Did you know that more than 60% of homeowners have some type of flooding or moisture issues in their basements and crawl spaces. Sump pumps are used to prevent flooding and help solve water problems by collecting the water into a pit and diverting it away to another area that can handle the water, such as a municipal storm drain or a dry well.
Most commonly, sump pumps are found in basements or crawl spaces where water intrusion and dampness are issues. However, in unique situations, homes on slabs that are located in low-lying areas are good candidates for a sump pump to protect against periods of excessive rainfall.
Tri-County Services can help you determine what type of sump pump is best for your home and situation, as well as provide routine maintenance to ensure it runs when you need it to.
Indications That a Sump Pump is Needed:
- You have ongoing water intrusion problems in your basement or crawl space
- You live in a low-lying area that does not drain water away properly
- Your basement is finished and you want to prevent flooding and mold issues
- Your home is on a slab and located in a low-lying area where flooding could be an issue
- You have a sump pit only
- Your current sump pump is nearing the end of its expectancy
- Your current sump pump is pumping regularly and you would like to install a second sump pump as a back-up in case your current pump fails
- You live in an area susceptible to flooding
- You live in an area that receives excessive snow or rainfall
- The grading surrounding your property is not properly sloped so that water runs away from foundation walls
- You have spouting issues that do not properly drain water away from your property
Types of Sump Pumps & Additional Features
Pedestal: The motor is located above the sump which makes it much easier to service and they generally cost less than submersible models.

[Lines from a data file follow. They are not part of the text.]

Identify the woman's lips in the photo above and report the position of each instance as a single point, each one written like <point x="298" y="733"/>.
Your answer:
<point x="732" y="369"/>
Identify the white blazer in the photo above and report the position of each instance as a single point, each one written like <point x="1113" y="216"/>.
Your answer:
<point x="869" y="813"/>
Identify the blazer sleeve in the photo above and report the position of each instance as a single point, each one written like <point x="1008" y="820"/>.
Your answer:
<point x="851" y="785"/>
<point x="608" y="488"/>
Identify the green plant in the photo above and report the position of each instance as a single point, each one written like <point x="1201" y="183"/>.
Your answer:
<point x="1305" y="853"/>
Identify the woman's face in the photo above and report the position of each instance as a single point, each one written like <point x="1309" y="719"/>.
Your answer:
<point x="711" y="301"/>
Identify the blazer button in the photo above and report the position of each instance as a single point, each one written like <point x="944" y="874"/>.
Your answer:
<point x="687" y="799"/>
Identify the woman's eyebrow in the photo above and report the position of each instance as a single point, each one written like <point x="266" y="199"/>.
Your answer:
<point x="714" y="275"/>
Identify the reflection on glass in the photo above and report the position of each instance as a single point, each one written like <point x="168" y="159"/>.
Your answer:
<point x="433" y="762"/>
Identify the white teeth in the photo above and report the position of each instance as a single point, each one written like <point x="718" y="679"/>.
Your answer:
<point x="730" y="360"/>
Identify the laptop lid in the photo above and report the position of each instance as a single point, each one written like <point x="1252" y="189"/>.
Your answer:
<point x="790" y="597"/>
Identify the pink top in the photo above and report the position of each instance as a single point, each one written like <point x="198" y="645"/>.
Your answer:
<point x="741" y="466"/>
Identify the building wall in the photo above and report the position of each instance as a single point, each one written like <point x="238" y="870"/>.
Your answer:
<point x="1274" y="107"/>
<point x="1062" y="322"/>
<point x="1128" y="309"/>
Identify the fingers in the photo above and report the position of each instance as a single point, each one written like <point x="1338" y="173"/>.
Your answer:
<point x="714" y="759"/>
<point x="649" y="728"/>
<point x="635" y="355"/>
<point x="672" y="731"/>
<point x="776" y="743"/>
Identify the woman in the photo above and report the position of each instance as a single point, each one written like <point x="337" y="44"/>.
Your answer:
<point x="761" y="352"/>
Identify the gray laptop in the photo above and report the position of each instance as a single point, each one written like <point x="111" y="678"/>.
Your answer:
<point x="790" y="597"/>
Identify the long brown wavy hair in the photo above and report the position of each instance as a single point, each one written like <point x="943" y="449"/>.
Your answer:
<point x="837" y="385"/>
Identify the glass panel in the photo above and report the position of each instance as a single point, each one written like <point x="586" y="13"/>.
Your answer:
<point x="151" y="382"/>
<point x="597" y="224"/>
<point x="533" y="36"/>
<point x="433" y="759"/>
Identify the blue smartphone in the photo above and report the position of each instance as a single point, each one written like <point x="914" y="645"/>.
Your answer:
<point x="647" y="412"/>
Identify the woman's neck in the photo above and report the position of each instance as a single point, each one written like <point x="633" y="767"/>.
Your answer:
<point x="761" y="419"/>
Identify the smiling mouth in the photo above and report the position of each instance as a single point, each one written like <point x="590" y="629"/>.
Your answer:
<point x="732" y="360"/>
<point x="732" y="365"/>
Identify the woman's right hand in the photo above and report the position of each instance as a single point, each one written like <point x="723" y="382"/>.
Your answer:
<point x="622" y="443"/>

These units are also noisier than the submersible variety. Pedestal varieties can continue to operate for 25-30 years depending on quality, type and regular maintenance because they are far less susceptible to water damage in the motor. However, pedestal varieties do not have the extra power needed to pump away large quantities of water during periods of excessive rainfall.
Submersible: The motor is completely mounted inside the sump and it is sealed. This does make the unit harder to reach for servicing, but it operates quieter than the pedestal variety and has considerable more power. A submersible pump has the ability to pump water away faster than pedestal-type pumps. Because these types of pumps have considerably more power to pump a greater amount of water away, they are also more expensive. Submersible pumps do sit in water much of the time, so their life expectancy is between 5-15 years depending on quality, type and regular maintenance.
Battery Backup: Every new sump pump installation should include a battery backup to protect against power failure. Battery backups can also be added to existing sump pumps that do not currently have a battery backup in place.